Quelles innovations et améliorations pouvons-nous espérer ?

Avec les équipes de Cylergie, nous travaillons sur l’usage optimisé de capteurs qui permettent d’appréhender différents paramètres de la qualité de l’air et de réguler le traitement d’air selon ces mesures. C’est un travail de métrologie (science de la mesure). Par exemple, nous avons récemment mis au point des capteurs de trichloramine dans les piscines, ce que personne ne savait mesurer en continu il y a encore deux ans. Autre exemple : des capteurs de particules pour optimiser le traitement de l’air dans les salles d’opérations chirurgicales. Le but est d’éviter une surconsommation d’énergie, car, très souvent, les bâtiments sont ventilés en permanence, sans adaptation aux besoins réels.

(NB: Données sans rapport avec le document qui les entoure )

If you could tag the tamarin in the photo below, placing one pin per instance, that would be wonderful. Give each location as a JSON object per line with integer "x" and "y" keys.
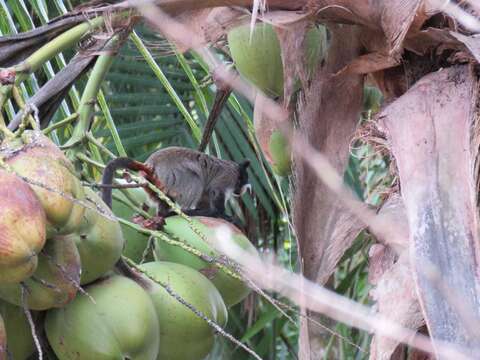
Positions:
{"x": 198, "y": 182}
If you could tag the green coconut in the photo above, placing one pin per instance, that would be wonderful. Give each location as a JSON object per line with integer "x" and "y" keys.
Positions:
{"x": 233, "y": 290}
{"x": 22, "y": 229}
{"x": 19, "y": 335}
{"x": 99, "y": 240}
{"x": 258, "y": 57}
{"x": 55, "y": 281}
{"x": 184, "y": 336}
{"x": 120, "y": 324}
{"x": 135, "y": 242}
{"x": 280, "y": 153}
{"x": 52, "y": 180}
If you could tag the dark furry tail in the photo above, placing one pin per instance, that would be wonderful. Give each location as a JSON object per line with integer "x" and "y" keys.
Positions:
{"x": 109, "y": 173}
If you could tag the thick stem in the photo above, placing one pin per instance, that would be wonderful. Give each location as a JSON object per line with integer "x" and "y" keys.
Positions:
{"x": 52, "y": 48}
{"x": 87, "y": 102}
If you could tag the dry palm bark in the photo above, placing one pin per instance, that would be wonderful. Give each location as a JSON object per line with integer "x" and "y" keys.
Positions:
{"x": 432, "y": 131}
{"x": 398, "y": 42}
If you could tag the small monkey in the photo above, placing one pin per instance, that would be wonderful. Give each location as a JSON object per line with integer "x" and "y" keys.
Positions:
{"x": 198, "y": 182}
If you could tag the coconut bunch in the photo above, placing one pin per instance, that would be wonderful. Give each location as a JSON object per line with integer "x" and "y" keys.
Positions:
{"x": 59, "y": 246}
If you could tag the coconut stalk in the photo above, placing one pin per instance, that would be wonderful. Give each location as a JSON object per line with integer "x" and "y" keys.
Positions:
{"x": 48, "y": 98}
{"x": 54, "y": 47}
{"x": 16, "y": 48}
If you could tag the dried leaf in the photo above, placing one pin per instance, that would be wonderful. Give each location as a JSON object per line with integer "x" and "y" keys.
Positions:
{"x": 293, "y": 59}
{"x": 429, "y": 129}
{"x": 328, "y": 114}
{"x": 396, "y": 299}
{"x": 209, "y": 24}
{"x": 49, "y": 97}
{"x": 369, "y": 63}
{"x": 471, "y": 42}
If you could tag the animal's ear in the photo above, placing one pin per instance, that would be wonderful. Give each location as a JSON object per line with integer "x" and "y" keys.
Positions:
{"x": 244, "y": 164}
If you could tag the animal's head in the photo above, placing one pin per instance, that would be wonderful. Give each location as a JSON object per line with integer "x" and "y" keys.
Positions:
{"x": 242, "y": 184}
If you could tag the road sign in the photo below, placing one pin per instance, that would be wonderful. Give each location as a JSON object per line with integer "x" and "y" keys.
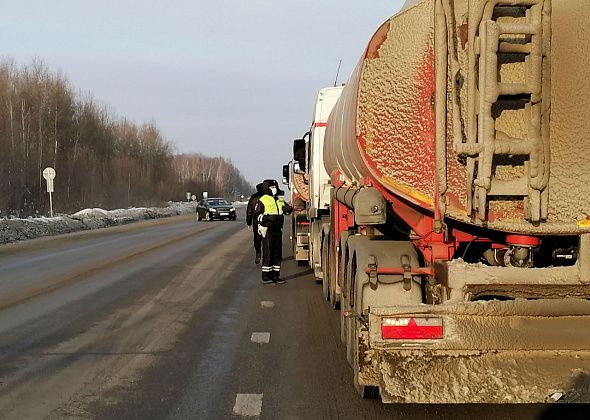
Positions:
{"x": 49, "y": 173}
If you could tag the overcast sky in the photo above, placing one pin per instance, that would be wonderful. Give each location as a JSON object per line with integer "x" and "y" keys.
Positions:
{"x": 232, "y": 78}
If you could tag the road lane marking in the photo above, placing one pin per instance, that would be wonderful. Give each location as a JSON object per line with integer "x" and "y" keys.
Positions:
{"x": 261, "y": 338}
{"x": 248, "y": 405}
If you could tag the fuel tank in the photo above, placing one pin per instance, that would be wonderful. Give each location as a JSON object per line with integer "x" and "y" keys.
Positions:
{"x": 479, "y": 108}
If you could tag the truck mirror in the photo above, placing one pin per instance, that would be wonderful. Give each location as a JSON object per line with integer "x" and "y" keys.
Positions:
{"x": 299, "y": 153}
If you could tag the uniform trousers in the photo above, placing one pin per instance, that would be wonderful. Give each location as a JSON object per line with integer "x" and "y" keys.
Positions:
{"x": 272, "y": 254}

Cette adaptation aux besoins instantanés est l’une des évolutions majeures du traitement de l’air. Grâce à nos recherches antérieures, nous adaptons le traitement de l’air d’un amphithéâtre ou d’une salle de cinéma au nombre de personnes présentes. Les capteurs vont par exemple mesurer le taux de CO2 expiré et moduler le traitement en fonction. Nous travaillons aujourd’hui sur des systèmes de régulation plus intelligents, fonctionnant par anticipation.

De manière générale, l’importance des systèmes de traitement de l’air a largement été mise en valeur cette année par la crise du coronavirus. La population mesure mieux l’effet de la qualité de l’air pour la santé. On peut prévoir que, dans l’avenir, tous les nouveaux bâtiments tertiaires seront équipés de systèmes de traitement plus performants. Chez ENGIE, nous avons d’ailleurs proposé un ensemble de solutions pour aider les entreprises à sécuriser leur reprise d’activité. La prévention constitue le troisième axe de ce programme « bâtiment sain » (après la décontamination et la distanciation) et repose notamment sur le suivi en temps réel de la qualité de l’air. Il y a également un enjeu spécifique pour les bâtiments éducatifs qui n’en sont pas tous équipés, contrairement aux autres bâtiments tertiaires. En Italie et en Allemagne, depuis le début de la crise, les pouvoirs publics ont choisi d’investir dans la mise en place de systèmes d’aération dans les salles de classe. En France, pour aider les établissements, nous leur avons proposé des systèmes de mesure du CO2, pour identifier le moment où l’aération devient indispensable, ainsi que des unités mobiles d’ultra-filtration.